When we allow our thoughts to wander, we can often over-think, over-analyze and feel lost. It is then that we see only the emotional and not the practical. I call it the “Self-Conscious Strikeout.”
That’s when our overly-conscious selves can throw us off—and possibly out—of our game. It’s good to be self-aware, but when we overdo it, we’re aiming our bat at our self esteem and not at the ball that’s coming straight at us. In other words, we’re so focused on the fear that we lose the moment. And, that’s where we really need to be.
I have written about the sports psychologist, Harvey Dorfman, who helped baseball legends address fear by being and doing more in the present and talking and thinking less about the past or future. He understood how self consciousness could really screw up performance, and even had to help baseball pros dress in the locker room because they were frozen in anticipatory fear.
Dorfman felt the vast majority of issues a player had to face came from getting ahead of themselves in game situations, causing feeling to interfere with function. His mantra was “see the ball, hit the ball.”
He said that the tendency of the eyes to move ahead of objects they are tracking could lead to an over swing by the batter, as he over thinks, gets ahead of himself, and loses focus on where the ball actually is.

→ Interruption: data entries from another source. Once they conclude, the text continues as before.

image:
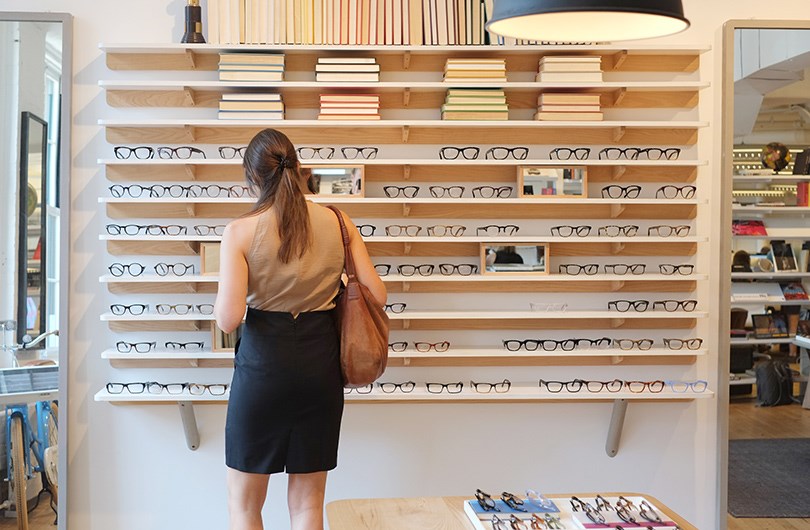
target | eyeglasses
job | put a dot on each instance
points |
(488, 192)
(498, 388)
(624, 306)
(133, 309)
(137, 347)
(438, 388)
(119, 269)
(196, 389)
(402, 230)
(365, 389)
(231, 152)
(446, 230)
(668, 230)
(407, 269)
(669, 270)
(638, 387)
(463, 269)
(395, 191)
(568, 230)
(452, 153)
(389, 388)
(184, 309)
(672, 192)
(629, 344)
(502, 153)
(435, 346)
(366, 230)
(674, 305)
(209, 230)
(615, 191)
(679, 344)
(496, 230)
(177, 269)
(316, 152)
(616, 230)
(682, 386)
(359, 152)
(186, 346)
(622, 269)
(454, 192)
(567, 153)
(574, 269)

This doesn’t just happen to professional baseball players. This happens to all of us as well.
If we allow ourselves to be too self conscious, we’re too busy feeling instead of doing. We get ahead of ourselves with too much anticipatory anxiety and miss the moment. For imposter syndrome, doing is the best antidote. When we’re in the doing, we have no time to criticize ourselves.
7. You’re up too close and personal, and need to take a step back.
Perspective matters. It’s like a Monet painting—up close, it all seems like a bunch of wild brush strokes that don’t seem to make sense, but from a distance, their true beauty and value are revealed to us. So it can be with our own lives and careers.
It took me a long time to see the value I brought to many companies and clients. I call it the George Bailey/It’s a Wonderful Life phenomenon, because we often de-value the positive impact we have on others. When George sees his life through the eyes of another, his perspective is positively altered forever.
We tend to personalize it because, after all– it’s us. If it was someone else’s life, we could see it objectively. I finally realized that if I saw someone else who had my career, I would think, “Wow—that’s terrific!” And now—I do.
I hope my own journey helps in letting you know that you are not alone, and, most of all, I hope it helps you in letting go of the syndrome to finally embrace success and find peace.
Here’s the thing about imposter syndrome (and the fear and anxiety that come with it): We have only a limited amount of time on this earth, and limited energy in each day. It’s our choice what we do with it. Gaining confidence is about gaining self-control: Do you really want to drain yourself and rob yourself of happiness and fulfillment, or put that energy to good use and feel great?
Whatever we focus on the most will intensify—so why not focus on the good? It’s what we tell ourselves that really matters, so stop lying to yourself.
Challenge and change those thoughts, so you can change your life. It is a wonderful life, after all.